L’Algérie continue d’enregistrer des indicateurs positifs sur le marché pétrolier, portée par une hausse progressive des niveaux de production, ainsi que par le maintien du Sahara Blend d’une prime de prix par rapport au brut de référence de la mer du Nord.
Cette dynamique intervient dans un contexte de marché pétrolier qui conserve un certain degré de stabilité, malgré le recul des prix au cours du mois de juillet, sous l’effet de la persistance de la demande mondiale et de la baisse des stocks, parallèlement au maintien des tensions géopolitiques et des inquiétudes liées à l’approvisionnement en brut.
Selon le rapport mensuel de l’Organisation des pays exportateurs de pétrole (OPEP), le prix moyen du panier de bruts de l’Organisation s’est établi à 82,99 dollars le baril en juillet, contre 83,97 dollars pour le Brent et 79,22 dollars pour le West Texas Intermediate (WTI). Malgré la baisse enregistrée par rapport au mois de juin, les prix sont restés à des niveaux supérieurs à ceux enregistrés un an auparavant.
Parallèlement, la demande mondiale de pétrole continue d’apporter un soutien supplémentaire au marché. L’OPEP prévoit une hausse de la demande mondiale d’environ 600 000 barils par jour en 2026, avant une accélération de la croissance en 2027, qui devrait atteindre 2,2 millions de barils par jour, principalement portée par la demande des pays non membres de l’Organisation de coopération et de développement économiques (OCDE).
Dans ce contexte, l’Algérie continue de renforcer sa production de pétrole brut. Après avoir atteint une moyenne de 905 000 barils par jour en 2024, la production est passée à 935 000 barils par jour en 2025, avant de poursuivre sa progression durant l’année en cours.
La production algérienne a atteint 972 000 barils par jour au premier trimestre 2026, puis 983 000 barils par jour au deuxième trimestre, avant d’atteindre 995 000 barils par jour en juillet.
L’Algérie se rapproche ainsi du seuil du million de barils par jour, une évolution qui traduit l’amélioration des niveaux de production et renforce la position du pays au sein de l’OPEP+.
Les indicateurs positifs ne se limitent pas au volume de production, puisque le Sahara Blend continue de conserver une position compétitive sur les marchés. Son prix moyen s’est établi à 83,79 dollars le baril en juillet, contre 87,27 dollars en juin, enregistrant une baisse de 3,48 dollars en l’espace d’un mois.
Malgré ce recul, le brut algérien est resté à des niveaux de prix élevés par rapport à l’année dernière, avec une moyenne de 94,16 dollars le baril depuis le début de 2026, contre 72,18 dollars en moyenne durant l’année 2025.
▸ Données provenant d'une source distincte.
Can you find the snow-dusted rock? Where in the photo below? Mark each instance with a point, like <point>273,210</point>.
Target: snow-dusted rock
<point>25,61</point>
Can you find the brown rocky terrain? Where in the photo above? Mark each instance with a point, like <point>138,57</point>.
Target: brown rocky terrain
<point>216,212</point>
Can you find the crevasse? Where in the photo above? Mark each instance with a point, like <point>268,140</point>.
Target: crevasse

Le Sahara Blend a également conservé une prime de prix par rapport au brut de référence de la mer du Nord, qui s’est établie à 1,73 dollar le baril en juillet.
Cette prime revêt une importance particulière dans un contexte de perturbations ayant affecté le marché méditerranéen, notamment celles liées au brut CPC Blend, poussant certaines raffineries européennes à rechercher des bruts alternatifs de qualité similaire, notamment ceux provenant d’Afrique du Nord.
Dans ce contexte, le brut algérien a bénéficié de la demande pour les qualités de pétrole disponibles dans la région, conservant ainsi son attractivité auprès des raffineries européennes.